The more consumers understand about watchmaking, the more that goes into making a watch lighter is also appreciated, said Guillaume Laidet, CEO of Nivada Grenchen, whose F77 Titanium, at 86g, is a best-seller for the brand. With sustainability in mind, lightness in many things is increasingly seen as a yardstick of their efficiency, performance and contemporaneity, he suggested.

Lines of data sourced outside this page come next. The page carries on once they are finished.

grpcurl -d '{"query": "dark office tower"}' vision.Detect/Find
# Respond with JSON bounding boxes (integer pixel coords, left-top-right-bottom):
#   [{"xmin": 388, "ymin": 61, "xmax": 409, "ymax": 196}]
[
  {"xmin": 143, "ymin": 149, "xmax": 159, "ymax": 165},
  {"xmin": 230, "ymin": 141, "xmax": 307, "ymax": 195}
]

Yet this isn't to say that designing lightweight is easy, the rotor in an automatic movement, for instance, has to have a certain weight to function, or that converting more mainstream consumers from the heavyweight division to the more flyweight won't prove challenging. For all that there may be a complete about turn, the lighter the watch, the more valuable it may come to be seen, changes in weight perception will take time.

Photo: Norqain

Photo: Norqain
"After all, weight has been associated with quality for decades. [To many people] heavy still feels more substantial and so valuable," noted Matteo Mercan, product manager for Norqain, which recently released its 45g Wild One Skeleton X-Lite.
"But the most convincing argument is what happens on the wrist," he added. "A lightweight watch can feel surprising when first picked up, but after a full day of wear the benefits become immediately apparent: comfort, freedom of movement, wearability, especially given our increasingly active lives."